As can be seen, the proportion of immigrants is systematically larger among breakthrough inventions than among the whole universe of PCT patents. This supports the idea that immigrants disproportionately contribute to their host country productivity – measured here by citations received, even after controlling for time and technology differences. Note that the differences are statistically significant in most cases (see the last column in Table 4.9) except for the Republic of Korea.

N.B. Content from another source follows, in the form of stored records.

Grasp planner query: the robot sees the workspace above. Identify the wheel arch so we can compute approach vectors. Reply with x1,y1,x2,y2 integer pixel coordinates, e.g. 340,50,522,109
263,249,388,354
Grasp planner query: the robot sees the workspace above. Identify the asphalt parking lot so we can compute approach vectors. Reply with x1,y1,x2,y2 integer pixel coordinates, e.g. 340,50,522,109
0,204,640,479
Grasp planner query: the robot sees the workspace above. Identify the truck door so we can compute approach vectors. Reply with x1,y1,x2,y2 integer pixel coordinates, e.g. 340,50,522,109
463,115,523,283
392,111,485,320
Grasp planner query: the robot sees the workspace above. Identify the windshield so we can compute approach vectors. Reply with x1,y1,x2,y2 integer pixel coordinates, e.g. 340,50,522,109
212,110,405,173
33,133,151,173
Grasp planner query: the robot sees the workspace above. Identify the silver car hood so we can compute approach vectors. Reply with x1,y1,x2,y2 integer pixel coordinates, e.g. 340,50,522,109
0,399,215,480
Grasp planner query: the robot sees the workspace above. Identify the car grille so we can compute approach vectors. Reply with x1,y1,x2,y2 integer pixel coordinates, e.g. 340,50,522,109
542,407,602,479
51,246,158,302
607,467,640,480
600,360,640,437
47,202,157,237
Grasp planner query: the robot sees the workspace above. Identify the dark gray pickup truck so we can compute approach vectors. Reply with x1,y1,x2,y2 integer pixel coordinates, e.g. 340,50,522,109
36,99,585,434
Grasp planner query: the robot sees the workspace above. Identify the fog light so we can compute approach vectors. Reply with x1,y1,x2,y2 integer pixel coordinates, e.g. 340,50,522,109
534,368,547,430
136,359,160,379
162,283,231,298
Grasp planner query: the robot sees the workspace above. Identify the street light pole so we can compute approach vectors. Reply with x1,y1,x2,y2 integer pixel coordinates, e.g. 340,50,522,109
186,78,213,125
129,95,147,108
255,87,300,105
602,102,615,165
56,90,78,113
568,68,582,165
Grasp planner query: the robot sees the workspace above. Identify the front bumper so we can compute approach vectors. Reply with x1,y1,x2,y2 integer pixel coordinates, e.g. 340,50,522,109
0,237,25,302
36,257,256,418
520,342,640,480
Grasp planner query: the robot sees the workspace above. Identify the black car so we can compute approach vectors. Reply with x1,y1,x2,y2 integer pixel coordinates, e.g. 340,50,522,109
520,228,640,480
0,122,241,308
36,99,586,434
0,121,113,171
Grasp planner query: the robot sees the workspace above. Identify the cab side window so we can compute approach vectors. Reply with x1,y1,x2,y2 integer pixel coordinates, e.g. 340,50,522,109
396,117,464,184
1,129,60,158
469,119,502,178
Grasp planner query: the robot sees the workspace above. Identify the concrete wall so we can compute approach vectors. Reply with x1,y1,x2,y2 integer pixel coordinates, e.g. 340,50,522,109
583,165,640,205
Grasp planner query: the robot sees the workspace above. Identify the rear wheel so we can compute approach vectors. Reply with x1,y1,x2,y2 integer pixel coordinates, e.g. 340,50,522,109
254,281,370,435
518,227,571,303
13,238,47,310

4.4.8 Do Foreign Inventor Diasporas Engage with Their Homelands?

Despite the adverse consequences of the brain drain of high-skilled people on a country’s development potential, it is also well recognized that emigrants do not necessarily sever their ties with their homelands, and as diasporas, they may constitute a valuable resource in terms of accessing foreign knowledge and technologies. One way to obtain insight into such diaspora-homeland links is to analyze how extensively immigrant inventors collaborate with their conational colleagues at home. To explore this empirically, we assemble all PCT applications for which one inventor resides in the United States and another inventor resides outside the United States regardless of inventors’ nationality. We refer to this set of patents as global collaborative patents (Kerr and Kerr Reference Kerr and Kerr2015). We focus on the United States, which is arguably the world’s most technologically advanced country.

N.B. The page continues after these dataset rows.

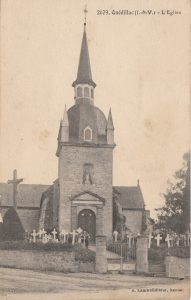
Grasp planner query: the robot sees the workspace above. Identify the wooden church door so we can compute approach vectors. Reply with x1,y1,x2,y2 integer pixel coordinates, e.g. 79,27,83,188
78,209,96,242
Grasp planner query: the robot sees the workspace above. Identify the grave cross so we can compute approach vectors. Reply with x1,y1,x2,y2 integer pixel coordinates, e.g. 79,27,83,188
52,228,57,240
31,229,37,243
41,228,46,236
155,233,162,247
38,229,43,239
127,233,133,248
148,233,153,248
186,231,191,246
8,170,23,208
71,230,76,245
165,233,172,248
60,229,68,244
113,230,118,242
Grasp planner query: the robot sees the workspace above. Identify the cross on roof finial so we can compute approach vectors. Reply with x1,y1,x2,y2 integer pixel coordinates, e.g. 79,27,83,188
84,4,88,27
8,170,23,208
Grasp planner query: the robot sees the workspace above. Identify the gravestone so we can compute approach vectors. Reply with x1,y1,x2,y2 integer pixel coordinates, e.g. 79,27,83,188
96,235,107,273
135,235,149,273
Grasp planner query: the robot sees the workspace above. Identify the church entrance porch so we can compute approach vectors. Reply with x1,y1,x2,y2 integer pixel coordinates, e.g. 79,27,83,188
78,209,96,242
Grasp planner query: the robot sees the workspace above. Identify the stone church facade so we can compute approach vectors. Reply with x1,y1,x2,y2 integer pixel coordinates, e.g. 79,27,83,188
0,26,148,240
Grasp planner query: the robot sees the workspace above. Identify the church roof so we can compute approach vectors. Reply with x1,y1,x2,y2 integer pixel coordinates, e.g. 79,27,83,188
72,29,96,87
0,183,49,208
113,185,145,209
68,103,107,144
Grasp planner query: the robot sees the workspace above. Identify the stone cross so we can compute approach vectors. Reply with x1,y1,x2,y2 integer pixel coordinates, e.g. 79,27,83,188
38,229,43,239
60,229,68,243
71,230,76,245
148,232,153,248
155,233,162,247
0,213,3,223
127,233,133,248
186,232,191,246
52,228,57,240
8,170,23,208
42,233,49,244
176,235,180,246
165,233,172,248
113,230,118,242
31,229,37,243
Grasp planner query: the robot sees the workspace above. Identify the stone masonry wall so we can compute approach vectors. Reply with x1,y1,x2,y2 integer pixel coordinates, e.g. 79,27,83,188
58,145,113,236
123,210,143,233
165,256,190,278
0,250,95,272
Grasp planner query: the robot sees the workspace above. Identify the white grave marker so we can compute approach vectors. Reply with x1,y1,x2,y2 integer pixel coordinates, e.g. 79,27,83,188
31,229,37,243
71,230,76,245
52,228,57,241
148,232,154,248
155,233,162,247
113,230,118,242
60,229,68,244
165,233,172,248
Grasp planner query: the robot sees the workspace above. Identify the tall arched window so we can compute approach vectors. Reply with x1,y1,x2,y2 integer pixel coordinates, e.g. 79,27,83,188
84,126,92,141
77,86,82,97
84,86,89,97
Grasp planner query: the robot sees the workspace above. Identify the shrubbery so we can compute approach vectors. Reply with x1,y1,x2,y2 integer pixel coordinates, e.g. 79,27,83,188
0,241,95,262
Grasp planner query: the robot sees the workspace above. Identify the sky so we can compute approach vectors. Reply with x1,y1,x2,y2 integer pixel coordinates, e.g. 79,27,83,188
0,0,190,216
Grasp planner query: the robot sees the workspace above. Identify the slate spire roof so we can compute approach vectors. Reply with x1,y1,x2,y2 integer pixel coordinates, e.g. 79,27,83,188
72,26,96,87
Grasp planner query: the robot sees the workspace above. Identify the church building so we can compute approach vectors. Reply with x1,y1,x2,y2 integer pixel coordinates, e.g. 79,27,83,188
0,19,148,240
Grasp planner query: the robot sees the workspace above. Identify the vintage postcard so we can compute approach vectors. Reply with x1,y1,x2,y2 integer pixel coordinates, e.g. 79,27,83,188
0,0,191,300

Focusing on the 2001–10 period, we look at global collaborative patents in two ways. First, we identify the nationality of the inventor(s) residing in the United States and calculate the shares attributable to the main origin nationalities, as shown in column 1 of Table 4.10. Thus 13.49 percent of global collaborative patents include US-resident inventors of Chinese nationality, 10.37 percent include US-resident inventors of Indian nationality, 15.44 percent include US-resident inventors of Canadian nationality, and so on. Note that these patents often include inventors of multiple nationalities; therefore, adding up all the percentages – including those not listed in Table 4.10 – would result in a value greater than 100. In addition, the US nationality – not shown in Table 4.10 – is represented in 81.65 percent of these global patents.

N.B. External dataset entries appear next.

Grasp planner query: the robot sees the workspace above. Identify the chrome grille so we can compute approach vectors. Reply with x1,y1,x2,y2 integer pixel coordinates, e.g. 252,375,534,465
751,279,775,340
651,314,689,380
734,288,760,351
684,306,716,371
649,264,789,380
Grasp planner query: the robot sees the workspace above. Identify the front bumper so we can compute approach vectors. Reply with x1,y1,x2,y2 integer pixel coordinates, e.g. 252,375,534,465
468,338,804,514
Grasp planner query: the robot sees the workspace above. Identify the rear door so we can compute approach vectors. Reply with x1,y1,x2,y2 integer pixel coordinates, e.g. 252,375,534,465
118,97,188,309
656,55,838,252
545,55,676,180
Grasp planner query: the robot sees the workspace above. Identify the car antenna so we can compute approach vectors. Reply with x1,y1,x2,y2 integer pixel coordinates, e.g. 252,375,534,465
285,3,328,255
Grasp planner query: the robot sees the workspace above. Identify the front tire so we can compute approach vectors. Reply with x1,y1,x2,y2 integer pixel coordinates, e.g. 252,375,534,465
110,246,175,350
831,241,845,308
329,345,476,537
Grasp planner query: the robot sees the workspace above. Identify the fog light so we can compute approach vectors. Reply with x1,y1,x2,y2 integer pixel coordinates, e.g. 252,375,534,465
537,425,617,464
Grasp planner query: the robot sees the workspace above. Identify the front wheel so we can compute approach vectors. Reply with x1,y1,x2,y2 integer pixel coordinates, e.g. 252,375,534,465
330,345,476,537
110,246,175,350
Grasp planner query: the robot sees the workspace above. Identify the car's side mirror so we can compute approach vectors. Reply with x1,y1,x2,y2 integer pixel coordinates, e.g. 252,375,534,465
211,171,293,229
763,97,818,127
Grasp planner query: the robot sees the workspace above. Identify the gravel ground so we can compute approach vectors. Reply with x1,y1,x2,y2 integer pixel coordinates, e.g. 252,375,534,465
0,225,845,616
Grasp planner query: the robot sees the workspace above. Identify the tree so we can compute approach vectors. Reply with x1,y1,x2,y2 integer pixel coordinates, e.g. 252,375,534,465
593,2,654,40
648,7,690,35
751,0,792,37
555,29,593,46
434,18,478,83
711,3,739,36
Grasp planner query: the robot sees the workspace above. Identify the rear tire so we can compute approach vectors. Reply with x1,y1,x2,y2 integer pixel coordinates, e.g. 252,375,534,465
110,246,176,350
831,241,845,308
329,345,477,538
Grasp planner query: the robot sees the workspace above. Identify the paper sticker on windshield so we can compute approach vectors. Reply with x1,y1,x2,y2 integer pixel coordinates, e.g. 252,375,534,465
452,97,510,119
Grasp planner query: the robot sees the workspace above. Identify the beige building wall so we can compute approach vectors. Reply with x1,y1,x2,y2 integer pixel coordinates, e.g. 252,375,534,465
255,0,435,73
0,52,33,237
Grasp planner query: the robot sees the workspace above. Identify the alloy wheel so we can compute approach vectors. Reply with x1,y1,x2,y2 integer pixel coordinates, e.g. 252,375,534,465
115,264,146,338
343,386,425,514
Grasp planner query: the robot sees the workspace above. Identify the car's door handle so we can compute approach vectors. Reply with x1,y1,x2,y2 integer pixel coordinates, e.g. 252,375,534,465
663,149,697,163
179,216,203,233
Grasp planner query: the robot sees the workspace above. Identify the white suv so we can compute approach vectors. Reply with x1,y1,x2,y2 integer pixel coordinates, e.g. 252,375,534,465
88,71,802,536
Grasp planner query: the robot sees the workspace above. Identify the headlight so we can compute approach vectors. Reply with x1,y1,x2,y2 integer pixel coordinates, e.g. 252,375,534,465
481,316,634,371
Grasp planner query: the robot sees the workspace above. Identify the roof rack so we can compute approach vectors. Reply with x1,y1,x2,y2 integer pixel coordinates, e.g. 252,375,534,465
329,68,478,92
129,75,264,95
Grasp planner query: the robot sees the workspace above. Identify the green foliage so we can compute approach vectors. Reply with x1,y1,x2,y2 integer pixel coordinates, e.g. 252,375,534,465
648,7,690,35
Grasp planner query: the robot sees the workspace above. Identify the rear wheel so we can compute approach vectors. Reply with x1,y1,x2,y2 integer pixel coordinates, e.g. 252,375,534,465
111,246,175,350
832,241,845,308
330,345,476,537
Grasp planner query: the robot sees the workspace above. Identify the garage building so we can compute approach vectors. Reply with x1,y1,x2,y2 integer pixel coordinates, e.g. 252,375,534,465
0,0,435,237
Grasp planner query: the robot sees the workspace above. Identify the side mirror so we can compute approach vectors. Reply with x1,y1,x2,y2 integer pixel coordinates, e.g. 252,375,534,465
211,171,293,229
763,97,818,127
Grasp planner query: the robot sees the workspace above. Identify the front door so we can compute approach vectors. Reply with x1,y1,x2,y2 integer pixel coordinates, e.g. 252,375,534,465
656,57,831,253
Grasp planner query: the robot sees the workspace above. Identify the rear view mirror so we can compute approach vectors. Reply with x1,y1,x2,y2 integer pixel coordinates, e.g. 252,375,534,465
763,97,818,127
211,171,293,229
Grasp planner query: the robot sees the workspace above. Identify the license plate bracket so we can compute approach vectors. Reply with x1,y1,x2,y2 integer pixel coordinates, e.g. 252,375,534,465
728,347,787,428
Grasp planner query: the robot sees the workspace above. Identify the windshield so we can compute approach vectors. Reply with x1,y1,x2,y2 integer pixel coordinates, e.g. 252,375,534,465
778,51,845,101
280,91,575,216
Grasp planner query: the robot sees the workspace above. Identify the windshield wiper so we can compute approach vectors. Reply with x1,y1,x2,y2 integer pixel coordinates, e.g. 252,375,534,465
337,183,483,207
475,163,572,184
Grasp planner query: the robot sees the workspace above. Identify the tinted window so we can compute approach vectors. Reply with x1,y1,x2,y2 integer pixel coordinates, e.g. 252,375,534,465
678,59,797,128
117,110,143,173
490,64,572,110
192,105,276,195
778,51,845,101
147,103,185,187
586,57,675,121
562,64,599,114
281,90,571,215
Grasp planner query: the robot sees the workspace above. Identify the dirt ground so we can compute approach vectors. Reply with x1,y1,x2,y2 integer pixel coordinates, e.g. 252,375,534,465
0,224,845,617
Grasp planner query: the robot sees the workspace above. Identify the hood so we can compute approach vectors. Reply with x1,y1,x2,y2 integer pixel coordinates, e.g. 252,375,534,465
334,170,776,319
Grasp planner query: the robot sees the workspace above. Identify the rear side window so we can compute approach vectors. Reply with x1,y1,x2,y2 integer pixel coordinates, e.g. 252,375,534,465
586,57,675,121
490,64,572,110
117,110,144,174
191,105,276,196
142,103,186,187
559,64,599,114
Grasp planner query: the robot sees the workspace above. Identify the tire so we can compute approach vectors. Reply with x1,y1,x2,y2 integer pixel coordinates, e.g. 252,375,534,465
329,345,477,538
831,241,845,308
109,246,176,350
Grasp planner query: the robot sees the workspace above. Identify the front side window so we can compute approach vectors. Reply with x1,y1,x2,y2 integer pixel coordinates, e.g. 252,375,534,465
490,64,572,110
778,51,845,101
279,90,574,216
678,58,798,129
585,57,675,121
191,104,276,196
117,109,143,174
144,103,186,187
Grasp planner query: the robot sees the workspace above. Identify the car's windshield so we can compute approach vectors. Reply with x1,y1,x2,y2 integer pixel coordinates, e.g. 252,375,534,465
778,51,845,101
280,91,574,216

Table 4.10 Share of International Copatents Including Conationals, 2001–10

Origin country (1) (2) (3)
Global copatents with foreign inventors (percent) Bilateral copatents with foreign inventors (percent) z
China 13.49 24.20 16.20***
India 10.37 30.65 26.60***
Canada 15.44 12.79 −5.15***
UK 18.33 13.70 −8.99***
Germany 19.70 19.90 0.40
R. of Korea 3.36 24.30 33.13***
France 10.87 17.36 11.71***
Japan 7.10 22.67 29.93***
Russia 2.77 21.38 27.77***
Australia 3.71 13.42 17.31***
Israel 3.97 25.06 38.51***
Netherlands 5.44 6.07 1.17
Italy 4.17 6.04 3.18***
Turkey 0.79 6.03 6.33***
Spain 2.16 8.81 11.10***
Sweden 2.98 9.06 11.61***
Switzerland 3.21 2.48 −1.86*

*** p < 0.1; ** p < 0.5; *p < 0.10.

Second, we identify cases whereby the nationality of the US-residing inventor coincides with the country of residence of the inventor outside the United States and calculate the share of those patents in all bilateral collaborative patents that involve the United States and the origin country in question. If foreign inventors in the United States were not especially engaged with their homelands, we would expect the resulting shares to be similar to the ones shown in column 1 of Table 4.10. However, if they are more inclined to collaborate with inventors in their homelands, they would be overrepresented in bilateral collaborative patents, and we should observe a higher share. Indeed, column 2 of Table 4.10 reveals higher shares for the majority of nationalities, and in most cases, the differences are statistically significant based on the test of proportions. For example, while 13.49 percent of all global patents between the United States and other countries include US-resident inventors of Chinese nationality, this proportion almost doubles to 24.20 percent when we focus only on collaborative patents between the United States and China. Only US-residing inventors with Canadian, German, Dutch, Swiss, and UK nationalities do not show any special engagement with their respective homelands; other linkages above and beyond high-skilled migration may explain this result – notably, cultural linkages as well as the role of multinational corporations (Breschi et al. Reference Breschi, Lissoni and Miguelez2017).

4.5 Conclusion

This chapter describes a new global data set on migrant inventors that we built using information on inventor nationality and residence available in PCT applications. By using patent data to map the migratory patterns of high-skilled workers, we can overcome some of the limitations faced by existing data sets on the world’s migrant population.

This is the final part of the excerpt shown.